If you use the code in this repository for your work, please cite the paper:

@article{ozeryinformation,
  title={Information-Based Heavy Hitters for Real-Time DNS Data Exfiltration Detection},
  author={Ozery, Yarin and Nadler, Asaf and Shabtai, Asaf}
}

Repository Description

  • WeightedHyperLogLog - contains implementation of HyperLogLog, adapted for the task of weighted cardinality estimation.
  • data - contains datasets needed to run this code
    • allow_lists
      • global_allow_list.csv - global popularity-based allow-list (You need to provide this).
      • pt.csv - peace time allow list (generated by the code).
    • dataset.csv - The original dataset. Provided by you. Notice that the code assumes the Ziza et al. dataset. The following two columns are expected:
      • timestamp - the timestamp of the DNS request (Unix time, milliseconds).
      • request - the DNS request itself.
  • config.py - contains configuration values.

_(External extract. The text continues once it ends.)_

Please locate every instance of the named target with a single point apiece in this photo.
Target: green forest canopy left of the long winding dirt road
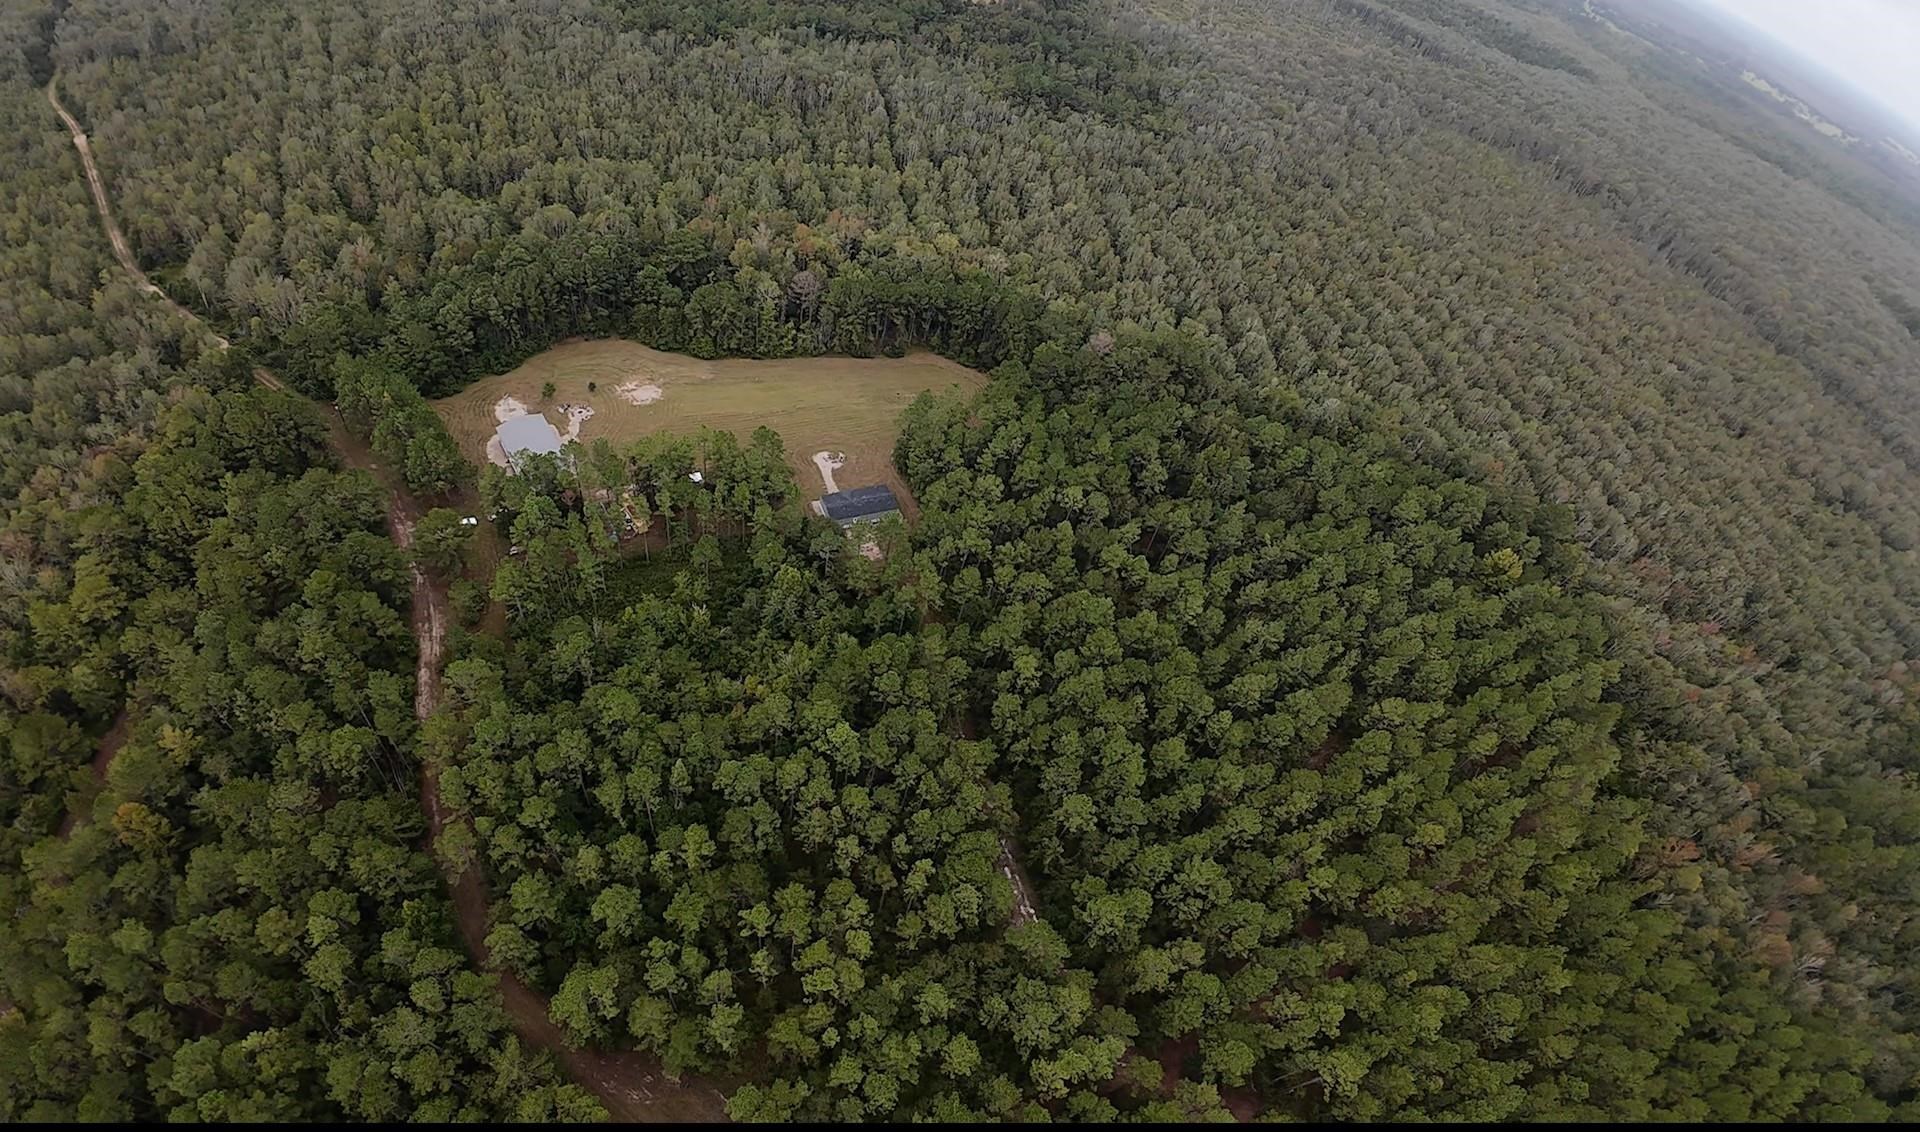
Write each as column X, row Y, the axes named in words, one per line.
column 239, row 926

Notice that some are left emtpy and need to be filled before running the code.
  • preprocess_dataset.py - preprocess the dataset (keeps only the columns we are interested at).
  • split_dataset.py - splits the dataset into threshold tuning dataset ("training"), peace-time generation dataset and wartime ("test") dataset.
  • main_tune.py - tunes the detection threshold, based on the acceptable FPR value.
    • The following file is generated by this:
    • detection_threshold.txt - The detection threshold to obtain the appropriate acceptable FPR.
  • main_pt.py - generates PT allow-list.
  • main_wt.py - runs the ibHH in WT (enforcing) mode, includes allow-listing based on global allow-list and the PT allow-list.

Instructions

Notice: these instructions assume you have DNS queries dataset. Code has been tested on Ubuntu Linux and MacOS, with Python 3.10 and 3.11

  1. Install the requirements: pip install requirements.txt
  2. Install the ibHH package: cd WeightedHyperLogLog && pip install . && cd ..
  3. Preprocess the dataset (required for the Ziza et al. dataset, but might be optional for other datasets): python3 split_dataset.py
  4. Split the dataset into tune (threshold tuning), pt generation and wt (test): python3 main_tune.py
  5. Tune the ibHH threshold: python3 main_tune.py
  6. Generate peacetime allow-list: python3 main_pt.py
  7. Run the ibHH in wartime mode: python3 main_wt.py